In one corner we have Stanford Law School professor Lawrence Lessig speaking to LinuxWorld attendees about the Creative Commons license, and in the other we have a political party in Sweden called the Pirate Party establish a commercial darknet that lets anybody send and receive files (including copyrighted material) anonymously without being tracked or traced.

Creative Commons

I’ve met some of the folks over at Creative Commons and fully support their effort to create a new type of copyright law that allows content creators to share their original work with others and for others to legally use our build upon those works with a Creative Commons license.

I like the idea so much that all of the content on this site as well as nearly 8,100 of my photos has a Creative Commons license.

In summary, Creative Commons is good.

Darknet Relakks

Earlier this year (January 2006), The Pirate Party (Swedish: Piratpartiet) became a new political party in Sweden.

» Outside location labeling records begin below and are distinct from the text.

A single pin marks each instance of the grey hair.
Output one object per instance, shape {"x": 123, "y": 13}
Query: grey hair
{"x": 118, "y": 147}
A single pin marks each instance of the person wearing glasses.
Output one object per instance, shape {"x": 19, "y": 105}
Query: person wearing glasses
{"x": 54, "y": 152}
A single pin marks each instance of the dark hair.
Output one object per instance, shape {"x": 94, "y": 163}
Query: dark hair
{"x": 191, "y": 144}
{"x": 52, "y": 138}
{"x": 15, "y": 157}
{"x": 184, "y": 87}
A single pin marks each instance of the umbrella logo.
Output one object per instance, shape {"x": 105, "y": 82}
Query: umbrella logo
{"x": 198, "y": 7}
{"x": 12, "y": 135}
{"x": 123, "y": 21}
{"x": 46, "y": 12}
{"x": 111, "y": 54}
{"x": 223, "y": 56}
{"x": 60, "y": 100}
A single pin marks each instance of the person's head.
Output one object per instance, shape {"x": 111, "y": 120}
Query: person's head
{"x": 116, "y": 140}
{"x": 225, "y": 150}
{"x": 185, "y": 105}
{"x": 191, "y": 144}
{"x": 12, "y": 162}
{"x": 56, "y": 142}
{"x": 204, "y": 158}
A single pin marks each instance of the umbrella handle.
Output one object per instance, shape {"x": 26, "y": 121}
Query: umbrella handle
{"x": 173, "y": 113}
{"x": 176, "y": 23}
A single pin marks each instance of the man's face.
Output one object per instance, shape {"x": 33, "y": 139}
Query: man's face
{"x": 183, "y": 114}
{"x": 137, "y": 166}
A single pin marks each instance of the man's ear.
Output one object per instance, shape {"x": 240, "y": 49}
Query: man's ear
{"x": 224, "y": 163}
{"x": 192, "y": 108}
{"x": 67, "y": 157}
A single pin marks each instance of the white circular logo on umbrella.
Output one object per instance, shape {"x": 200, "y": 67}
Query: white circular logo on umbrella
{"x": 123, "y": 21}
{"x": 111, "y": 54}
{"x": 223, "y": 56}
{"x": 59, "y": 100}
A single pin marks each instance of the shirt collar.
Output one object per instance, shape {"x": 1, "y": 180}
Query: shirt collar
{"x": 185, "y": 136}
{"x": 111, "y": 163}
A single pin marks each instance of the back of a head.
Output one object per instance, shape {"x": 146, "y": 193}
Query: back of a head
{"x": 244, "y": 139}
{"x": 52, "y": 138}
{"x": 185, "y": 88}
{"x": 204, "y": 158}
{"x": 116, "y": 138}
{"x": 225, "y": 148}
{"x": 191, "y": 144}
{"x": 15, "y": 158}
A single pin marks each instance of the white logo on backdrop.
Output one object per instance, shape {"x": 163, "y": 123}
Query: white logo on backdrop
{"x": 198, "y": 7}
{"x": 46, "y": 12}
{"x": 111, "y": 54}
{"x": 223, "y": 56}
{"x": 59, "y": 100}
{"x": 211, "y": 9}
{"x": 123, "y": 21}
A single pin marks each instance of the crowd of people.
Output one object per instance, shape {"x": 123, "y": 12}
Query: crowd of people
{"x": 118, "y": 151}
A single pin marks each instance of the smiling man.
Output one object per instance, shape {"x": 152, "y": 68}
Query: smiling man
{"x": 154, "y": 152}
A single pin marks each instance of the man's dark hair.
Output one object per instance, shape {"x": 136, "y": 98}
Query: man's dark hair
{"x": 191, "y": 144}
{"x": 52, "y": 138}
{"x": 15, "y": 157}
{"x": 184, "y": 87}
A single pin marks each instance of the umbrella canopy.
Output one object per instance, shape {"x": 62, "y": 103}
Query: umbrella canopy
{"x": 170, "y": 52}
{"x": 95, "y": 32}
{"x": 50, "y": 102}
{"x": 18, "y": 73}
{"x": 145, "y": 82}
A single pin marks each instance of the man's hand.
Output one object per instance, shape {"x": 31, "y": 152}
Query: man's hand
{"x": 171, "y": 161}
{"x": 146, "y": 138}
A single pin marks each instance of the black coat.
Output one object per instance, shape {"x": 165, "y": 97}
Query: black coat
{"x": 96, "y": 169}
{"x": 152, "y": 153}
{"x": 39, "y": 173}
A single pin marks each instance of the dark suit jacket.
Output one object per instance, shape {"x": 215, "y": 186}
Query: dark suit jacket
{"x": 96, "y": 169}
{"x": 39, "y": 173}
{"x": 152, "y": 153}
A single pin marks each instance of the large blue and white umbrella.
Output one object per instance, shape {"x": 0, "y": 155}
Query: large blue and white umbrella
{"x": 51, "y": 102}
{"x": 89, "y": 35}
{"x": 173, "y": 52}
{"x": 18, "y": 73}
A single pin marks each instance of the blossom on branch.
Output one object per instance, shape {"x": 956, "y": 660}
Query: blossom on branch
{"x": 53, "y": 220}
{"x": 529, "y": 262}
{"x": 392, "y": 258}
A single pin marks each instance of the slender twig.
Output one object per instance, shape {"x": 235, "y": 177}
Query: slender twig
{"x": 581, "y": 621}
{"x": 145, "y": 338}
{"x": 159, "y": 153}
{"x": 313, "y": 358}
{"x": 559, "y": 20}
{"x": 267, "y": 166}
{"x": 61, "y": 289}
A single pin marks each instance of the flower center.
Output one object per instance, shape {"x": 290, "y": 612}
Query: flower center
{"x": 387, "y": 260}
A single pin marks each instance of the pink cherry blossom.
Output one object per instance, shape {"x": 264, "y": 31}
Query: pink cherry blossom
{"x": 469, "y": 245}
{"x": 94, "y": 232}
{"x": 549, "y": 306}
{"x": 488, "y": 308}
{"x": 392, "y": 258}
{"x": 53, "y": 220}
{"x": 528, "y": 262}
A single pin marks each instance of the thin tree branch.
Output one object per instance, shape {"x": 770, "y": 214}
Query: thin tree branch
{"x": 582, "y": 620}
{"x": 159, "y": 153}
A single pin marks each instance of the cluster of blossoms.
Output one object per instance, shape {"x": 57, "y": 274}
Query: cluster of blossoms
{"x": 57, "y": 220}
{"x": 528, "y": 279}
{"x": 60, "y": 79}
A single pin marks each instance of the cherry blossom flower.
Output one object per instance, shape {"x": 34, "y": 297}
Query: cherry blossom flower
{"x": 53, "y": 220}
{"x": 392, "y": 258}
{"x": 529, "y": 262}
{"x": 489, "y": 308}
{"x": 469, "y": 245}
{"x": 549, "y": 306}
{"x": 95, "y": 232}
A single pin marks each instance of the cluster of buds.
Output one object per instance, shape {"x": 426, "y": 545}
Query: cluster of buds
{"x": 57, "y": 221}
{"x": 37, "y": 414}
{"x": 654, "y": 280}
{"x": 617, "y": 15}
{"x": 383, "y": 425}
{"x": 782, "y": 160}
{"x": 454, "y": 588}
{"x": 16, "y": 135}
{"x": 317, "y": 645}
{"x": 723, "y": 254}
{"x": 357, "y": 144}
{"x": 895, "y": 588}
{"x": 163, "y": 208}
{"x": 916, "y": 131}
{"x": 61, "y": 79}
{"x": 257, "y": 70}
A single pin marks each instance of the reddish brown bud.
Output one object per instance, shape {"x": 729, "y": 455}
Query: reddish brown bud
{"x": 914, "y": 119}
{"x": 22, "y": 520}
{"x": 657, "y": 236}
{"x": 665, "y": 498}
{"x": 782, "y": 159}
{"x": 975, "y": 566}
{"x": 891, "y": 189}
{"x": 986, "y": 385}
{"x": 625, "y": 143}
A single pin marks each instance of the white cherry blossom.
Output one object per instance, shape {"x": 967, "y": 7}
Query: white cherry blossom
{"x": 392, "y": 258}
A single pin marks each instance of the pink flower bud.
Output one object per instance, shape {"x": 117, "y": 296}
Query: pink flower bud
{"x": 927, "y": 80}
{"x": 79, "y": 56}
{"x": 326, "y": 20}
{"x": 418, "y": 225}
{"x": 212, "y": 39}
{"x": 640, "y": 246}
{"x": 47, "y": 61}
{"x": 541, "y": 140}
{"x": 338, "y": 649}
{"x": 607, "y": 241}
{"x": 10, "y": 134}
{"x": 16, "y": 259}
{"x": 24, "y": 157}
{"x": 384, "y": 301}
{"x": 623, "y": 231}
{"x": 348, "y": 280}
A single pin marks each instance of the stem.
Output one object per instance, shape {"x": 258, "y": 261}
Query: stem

The party strives to reform laws regarding intellectual property, including copyright, patent and the protection of design. The party also wants to strengthen the right to privacy.

On Tuesday, the Pirate Party created Relakks, a Swedish broadband subscription service that has the potential to become a large scale commercial darknet.

Typically, a Darknet is a private virtual network where users only connect to people they trust, usually containing fewer than 10 users each. Darknets are file sharing networks where users can share files with each other — sometimes copyrighted files such as mp3s and movies.

The folks over at Relakks think they have developed a secure and legal way for users to communicate with other users anonymously. They do this by giving you a new IP address over a 128-bit encrypted VPN connection between your computer and Internet.

Using Relakks would prevent your existing ISP from intercepting or tracking the applications you use to access the internet or the communication/traffic they create. In short, your ISP wouldn’t know if you were simply checking your email or file swapping Metallica’s songs via Kazaa.